SOS optimization/ reformulate symbolic expresions

Hey there,

I want to check if a given polynomial `p(x)` is a Sum-of-Squares polynomial; therefore, I need to find a positive semi-definite matrix `Q` such that `p(x) = z(x)' Q z(x)` where `z(x)` is a vector containing monomials in `x`.

So, I would like to create a symbolic vector `z(x) = [1 x x^2 ...]'` and invoke the optimization problem like the following:

``````syms x
z =  z(x) = [1;  x; x^2]

cvx_begin

n = size(z)
variables Q(n,n) SDP

subject to

p(x)  == z(x)' Q z(x)

cvx_end
``````

I do know that the equality does not work as syms and cvx objects are not compatible. However, I wonder if someone has a trick to circumvent this issue, or even better, if someone already implemented SOS optimization on cvx.

Thank you for your help and greetings,

Maurits

ps.: yeah yeah, there is SOSTOOLS but I need DSOS; and the lingo in spotlessSOS is rather hard.

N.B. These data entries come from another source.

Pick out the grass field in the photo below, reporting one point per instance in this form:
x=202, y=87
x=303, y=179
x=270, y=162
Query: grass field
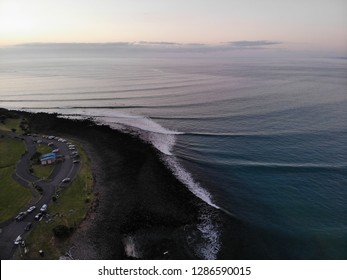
x=43, y=149
x=70, y=209
x=11, y=151
x=12, y=195
x=43, y=171
x=12, y=124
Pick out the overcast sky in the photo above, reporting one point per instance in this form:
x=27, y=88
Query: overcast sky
x=296, y=24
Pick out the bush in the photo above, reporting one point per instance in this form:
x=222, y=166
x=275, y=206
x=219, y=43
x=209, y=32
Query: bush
x=61, y=231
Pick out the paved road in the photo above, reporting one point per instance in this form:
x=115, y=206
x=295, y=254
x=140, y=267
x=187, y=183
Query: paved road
x=9, y=230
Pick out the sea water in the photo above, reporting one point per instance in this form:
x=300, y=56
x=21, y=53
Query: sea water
x=261, y=138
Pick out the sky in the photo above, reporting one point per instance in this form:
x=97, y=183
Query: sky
x=295, y=24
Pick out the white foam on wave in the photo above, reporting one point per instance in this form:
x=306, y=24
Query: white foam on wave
x=186, y=178
x=210, y=233
x=145, y=128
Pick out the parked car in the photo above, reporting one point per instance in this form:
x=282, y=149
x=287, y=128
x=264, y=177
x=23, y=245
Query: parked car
x=28, y=226
x=31, y=209
x=21, y=216
x=66, y=180
x=38, y=216
x=43, y=208
x=18, y=240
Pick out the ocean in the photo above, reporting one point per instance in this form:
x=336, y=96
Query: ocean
x=260, y=137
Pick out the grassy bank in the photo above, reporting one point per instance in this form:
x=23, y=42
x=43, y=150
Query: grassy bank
x=69, y=210
x=13, y=196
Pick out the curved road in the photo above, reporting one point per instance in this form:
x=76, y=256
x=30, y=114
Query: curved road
x=9, y=230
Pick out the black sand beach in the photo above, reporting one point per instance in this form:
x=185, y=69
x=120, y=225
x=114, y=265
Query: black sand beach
x=137, y=196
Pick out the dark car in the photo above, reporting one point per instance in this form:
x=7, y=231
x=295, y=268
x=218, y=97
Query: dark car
x=21, y=216
x=38, y=216
x=28, y=226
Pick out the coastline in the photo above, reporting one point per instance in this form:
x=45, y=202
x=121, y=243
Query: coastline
x=137, y=197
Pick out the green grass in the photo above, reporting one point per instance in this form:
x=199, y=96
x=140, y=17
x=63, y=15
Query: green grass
x=43, y=171
x=11, y=151
x=11, y=123
x=13, y=197
x=69, y=210
x=43, y=149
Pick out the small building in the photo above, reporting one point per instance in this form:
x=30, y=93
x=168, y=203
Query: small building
x=48, y=158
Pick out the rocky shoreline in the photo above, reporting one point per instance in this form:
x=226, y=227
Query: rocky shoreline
x=136, y=196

I don’t know if you’ll find anything on SOS for CVX.

However, YALMIP has an SOS framework https://yalmip.github.io/tutorial/sumofsquaresprogramming/ .

I didn’t and thus settled for the spotless package. Though the overall package is rather undocumented, in the files forked by majumdar is an implementation example for DSOS.